No thinking person can read DeParle’s piece and believe any of that. The article describes a restless and energetic man who served as a kind of Johnny Appleseed of immigration reduction. (To be parochial for a moment, seed money was the extent of Tanton’s role at my group, the Center for Immigration Studies; as he’s written at his website, “I also helped raise a grant in 1985 for the [CIS], but I have played no role in the Center’s growth or development.)
DeParle also describes Tanton’s evolution “from apostle of centrist restraint to ally of angry populists and a man who increasingly saw immigration through a racial lens.” That’s an unfortunate development; I think my colleague Jerry Kammer summed up Tanton’s main failing last year in his piece on the Southern Poverty Law Center’s smear campaign: “The small-town doctor from Northern Michigan combines relentless organizational energies with a provincial temperament and a tin ear for the sensitivities of immigration. In an arena that requires the ability to frame issues in a way that broadens consensus, he sometimes speaks with a free-wheeling bluntness that can upset even those who admire him.”
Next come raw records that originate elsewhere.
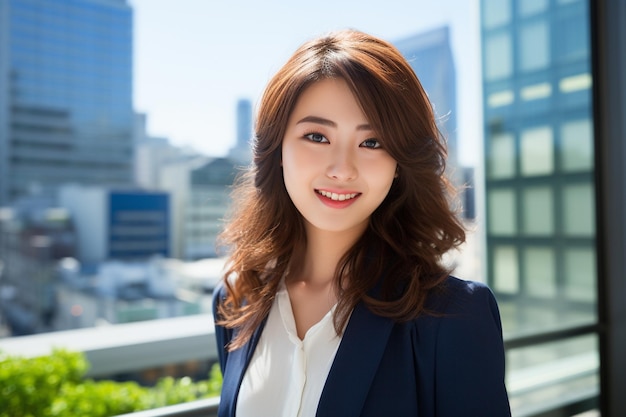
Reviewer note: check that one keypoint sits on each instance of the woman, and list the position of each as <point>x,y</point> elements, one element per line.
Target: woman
<point>336,301</point>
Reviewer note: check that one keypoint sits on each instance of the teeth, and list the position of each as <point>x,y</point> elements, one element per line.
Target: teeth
<point>337,197</point>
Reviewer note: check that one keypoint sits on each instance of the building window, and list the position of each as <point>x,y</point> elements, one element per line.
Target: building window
<point>506,269</point>
<point>578,210</point>
<point>502,156</point>
<point>498,56</point>
<point>580,272</point>
<point>534,48</point>
<point>537,151</point>
<point>538,203</point>
<point>577,145</point>
<point>502,212</point>
<point>531,7</point>
<point>496,13</point>
<point>540,272</point>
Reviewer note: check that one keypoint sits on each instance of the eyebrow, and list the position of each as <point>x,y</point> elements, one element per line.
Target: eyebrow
<point>328,122</point>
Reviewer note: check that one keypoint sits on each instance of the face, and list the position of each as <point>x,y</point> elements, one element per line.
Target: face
<point>335,169</point>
All very interesting, but it’s a far cry from the xenophobic puppeteer.
The New York Times article makes clear the falsity of the hate campaign’s charge of “Tanton’s empire of fear and prejudice” (the words are those of the Center for New Community). The immigration-reduction movement, like any other broad movement, is a diverse group of people with a wide variety of sometimes-conflicting political views and concerns, from the “folksy” Roy Beck and others making “serious liberal arguments for lower immigration,” to “angry populists” at the Federation for American Immigration Reform’s annual talk-radio event, where the worst thing DeParle seems to have heard was “calls to use Tomahawk missiles on Tijuana drug lords.” (Is anyone surprised to hear that on talk radio?)
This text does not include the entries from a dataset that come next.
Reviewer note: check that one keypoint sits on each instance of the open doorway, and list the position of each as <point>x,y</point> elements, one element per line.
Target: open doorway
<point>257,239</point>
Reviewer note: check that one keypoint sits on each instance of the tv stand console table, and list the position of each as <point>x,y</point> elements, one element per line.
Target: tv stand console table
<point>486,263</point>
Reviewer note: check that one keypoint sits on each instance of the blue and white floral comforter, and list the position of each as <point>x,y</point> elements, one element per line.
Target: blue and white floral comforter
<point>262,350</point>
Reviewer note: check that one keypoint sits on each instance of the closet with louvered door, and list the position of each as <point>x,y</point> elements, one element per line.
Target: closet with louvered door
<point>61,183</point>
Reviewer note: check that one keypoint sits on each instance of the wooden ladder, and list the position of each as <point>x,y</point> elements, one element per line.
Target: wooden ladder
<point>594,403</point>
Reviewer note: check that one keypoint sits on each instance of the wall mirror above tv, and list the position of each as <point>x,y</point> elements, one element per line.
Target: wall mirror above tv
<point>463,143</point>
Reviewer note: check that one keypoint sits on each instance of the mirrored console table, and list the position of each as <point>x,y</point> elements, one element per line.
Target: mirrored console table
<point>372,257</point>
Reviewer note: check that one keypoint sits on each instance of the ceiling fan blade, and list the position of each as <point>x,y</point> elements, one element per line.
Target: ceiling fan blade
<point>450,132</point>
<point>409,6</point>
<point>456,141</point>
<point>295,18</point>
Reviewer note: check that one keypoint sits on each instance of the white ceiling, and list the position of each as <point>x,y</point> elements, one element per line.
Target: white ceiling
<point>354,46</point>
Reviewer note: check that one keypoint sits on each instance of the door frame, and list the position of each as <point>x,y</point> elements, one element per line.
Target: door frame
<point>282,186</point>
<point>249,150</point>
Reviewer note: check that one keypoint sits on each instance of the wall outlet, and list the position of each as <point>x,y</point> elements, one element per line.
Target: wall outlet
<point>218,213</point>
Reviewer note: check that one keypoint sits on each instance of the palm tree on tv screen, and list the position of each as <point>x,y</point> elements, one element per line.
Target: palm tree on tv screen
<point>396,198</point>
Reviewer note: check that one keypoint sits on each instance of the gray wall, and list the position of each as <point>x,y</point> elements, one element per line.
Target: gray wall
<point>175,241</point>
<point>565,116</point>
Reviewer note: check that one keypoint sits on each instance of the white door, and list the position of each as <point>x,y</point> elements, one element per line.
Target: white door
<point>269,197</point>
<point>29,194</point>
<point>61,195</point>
Probably the biggest hole in the Times piece was its failure to parallel Tanton’s story with an account of the origins of the hate campaign against him. In the wake of the spectacular defeat of the Bush-Kennedy-McCain amnesty in the summer of 2007, there was a series of meetings of all the pro-amnesty groups — including the Center for American Progress, the Southern Poverty Law Center, the National Council of La Raza, the National Immigration Forum, and others — where a strategy was formally adopted, and duties parceled out, to leave substantive policy debates aside and focus instead on the supposed racism that drove the many-headed “anti-immigrant” hydra. Tens of millions of dollars were devoted to this project by otherwise respectable foundations, websites were set up (the flagship site was finally discontinued by La Raza last year as a failure, but you can see its last iteration here), and the SPLC was instructed to cook up a phony “hate group” designation for the Federation for American Immigration Reform.
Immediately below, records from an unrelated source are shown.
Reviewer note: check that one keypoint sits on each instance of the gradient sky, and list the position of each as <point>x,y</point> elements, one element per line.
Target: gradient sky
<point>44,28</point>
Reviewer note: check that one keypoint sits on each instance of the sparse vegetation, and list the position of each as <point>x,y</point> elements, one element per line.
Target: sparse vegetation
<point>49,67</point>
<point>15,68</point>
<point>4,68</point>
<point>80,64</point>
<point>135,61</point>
Fleshing out that completely unreported story would have been a good use of the resources of the New York Times and made the article genuinely newsworthy.
Be that as it may, the Times piece clearly marks the end of the smear campaign. I mean, what else is there for them to do — get a story in Newsweek? Having failed to drive immigration skeptics out of polite society, maybe now the grownups on the other side of the debate will put this sordid and disreputable episode behind them and actually engage in a thoughtful debate on substance.
Even after enduring years of their contempt and defamation, I’m willing to talk. Are they?